2. garhane on Jul 26, 2007 at 6:22 AM permalink
My bet is nothing at all of any great political significance will happen in the USA this year. Great social tides, disruptions of the social order of a very serious kind, collapse of economic value or of the accepted rules of the social order have always preceeded situations in which the rulers accept a murderous bandit. All that is happening now is the the off side political party is showing too much timidity and is waiting for some one else to rid it of Bush. But the American Imperial policy, wasteful and savage as it is, still works though it is not clear how much that depends on the numerous bases. Not much, I would think. So we wait till the earth itself delivers the message that we have a new kind of crisis that none of the old rules are amenable to. Would it not be weird if the infuriated bursts of outrage of a bellowing old German with boils on his bum, you know, all that Hegelian unfolding stuff, turned out to be right about the self destruction of our system. Anyhow, that two bit poker player Bush and his ridiculous crowd of thieves and liars are far too busy grabbing at anything not nailed down to do much else.

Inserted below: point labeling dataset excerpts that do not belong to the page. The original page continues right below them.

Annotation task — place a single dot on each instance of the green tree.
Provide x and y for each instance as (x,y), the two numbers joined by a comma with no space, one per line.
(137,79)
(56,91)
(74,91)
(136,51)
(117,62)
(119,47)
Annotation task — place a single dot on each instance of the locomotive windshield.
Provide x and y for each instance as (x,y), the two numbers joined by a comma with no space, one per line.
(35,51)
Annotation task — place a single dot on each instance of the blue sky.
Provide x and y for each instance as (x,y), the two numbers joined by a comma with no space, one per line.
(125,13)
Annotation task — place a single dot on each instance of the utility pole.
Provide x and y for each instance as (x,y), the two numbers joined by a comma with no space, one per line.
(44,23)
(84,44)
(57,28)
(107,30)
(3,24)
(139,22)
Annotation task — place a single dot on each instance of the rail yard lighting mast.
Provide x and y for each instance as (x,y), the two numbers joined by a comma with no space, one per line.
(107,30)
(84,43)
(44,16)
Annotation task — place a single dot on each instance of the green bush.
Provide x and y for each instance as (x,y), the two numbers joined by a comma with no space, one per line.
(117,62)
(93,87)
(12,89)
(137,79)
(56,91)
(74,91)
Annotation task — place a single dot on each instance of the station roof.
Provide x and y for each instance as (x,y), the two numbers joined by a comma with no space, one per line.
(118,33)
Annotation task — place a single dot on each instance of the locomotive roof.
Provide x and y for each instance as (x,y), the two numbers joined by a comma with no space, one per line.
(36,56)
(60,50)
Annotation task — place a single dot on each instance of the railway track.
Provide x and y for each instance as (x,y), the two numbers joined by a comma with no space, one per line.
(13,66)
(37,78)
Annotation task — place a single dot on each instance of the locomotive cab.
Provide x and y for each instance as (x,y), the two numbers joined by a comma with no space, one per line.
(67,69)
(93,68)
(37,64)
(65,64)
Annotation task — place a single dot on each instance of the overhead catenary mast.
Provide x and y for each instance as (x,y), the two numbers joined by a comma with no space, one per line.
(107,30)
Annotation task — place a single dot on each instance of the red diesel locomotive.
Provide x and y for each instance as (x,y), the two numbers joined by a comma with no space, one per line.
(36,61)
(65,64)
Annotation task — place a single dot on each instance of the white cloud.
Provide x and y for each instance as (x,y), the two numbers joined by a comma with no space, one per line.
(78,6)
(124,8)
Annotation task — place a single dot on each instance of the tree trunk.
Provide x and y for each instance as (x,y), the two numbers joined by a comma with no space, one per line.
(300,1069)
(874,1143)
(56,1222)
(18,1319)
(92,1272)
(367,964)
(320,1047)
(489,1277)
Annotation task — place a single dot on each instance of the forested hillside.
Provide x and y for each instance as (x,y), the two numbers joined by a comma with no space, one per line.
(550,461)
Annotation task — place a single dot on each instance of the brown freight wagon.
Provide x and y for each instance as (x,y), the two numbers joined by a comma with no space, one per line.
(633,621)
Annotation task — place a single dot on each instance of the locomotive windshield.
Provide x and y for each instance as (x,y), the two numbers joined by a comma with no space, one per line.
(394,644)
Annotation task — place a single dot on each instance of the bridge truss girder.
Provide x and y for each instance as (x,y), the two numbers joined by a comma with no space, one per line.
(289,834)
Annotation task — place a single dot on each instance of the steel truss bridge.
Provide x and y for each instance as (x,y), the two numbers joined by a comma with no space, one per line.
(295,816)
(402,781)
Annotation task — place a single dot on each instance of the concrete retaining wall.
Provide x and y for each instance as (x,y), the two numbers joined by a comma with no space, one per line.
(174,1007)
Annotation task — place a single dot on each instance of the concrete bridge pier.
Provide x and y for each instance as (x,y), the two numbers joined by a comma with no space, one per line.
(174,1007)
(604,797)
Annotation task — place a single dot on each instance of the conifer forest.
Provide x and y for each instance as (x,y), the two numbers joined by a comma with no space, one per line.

So climate, which will destroy us, will save us. Il faut accepter des consequences necessaire.
3. Warren J Raftshol on Jul 26, 2007 at 6:06 PM permalink
It will be interesting to see if US and Canadian protest groups can get any traction against the NAU/SPP conference at Montebello, Quebec on August 20-21
4. Peacenik on Jul 28, 2007 at 4:34 PM permalink
Quigley’s book may be the most important work in the history of American Political “Science”.The “World System” which he speaks of sounds an awful lot like a Global Fascist State.This is an excerpt from an essay by Mark Evans written in the 90’s “New World Order= New Age Global Fascism”:
“Fascism, classically, is an economic system in which the power elite,variously termed the oligarchy, plutocracy, or ruling class, employ the police power of the State to enforce the economic domination of privately owned cartels and corporations, industrial and financial. From its inception in 1922,under Mussolini, through the Reagan and Thatcher ‘80s, fascism has been associated with nationalism, since fascist states (including the “friendly” or"fireside chat” version practiced in the U.S. since Roosevelt’s New Deal)have continually relied upon patriotic nationalism to enforce enthusiasm from the people.
A careful analysis of the money trail shows that the driving force behind the push for world government today is the power of multinational cartels:
media, food, grain, industrial, mineral, oil and pharmaceutical, and their interlocking international prime banks operating through the Trilateral financial centers of London, New York and Tokyo, globally operating from the smaller hub of Basel-Zurich-Geneva.
Since 1990, when George Bush brought the phrase “New World Order” outof the closet (it was Adolf Hitler’s pet phrase first) we have entered a new phase. The push for world government of, for, and by the transnationalcartels is on in earnest. The globalists, being thoroughly multi-partisan, have continued to implement the agenda of their New World Order under Clinton,even while utilizing the right-wing in America to attack Clinton as a"socialist." This scenario has had the net effect of moving the whole dialectic further in the direction of universal fascism.”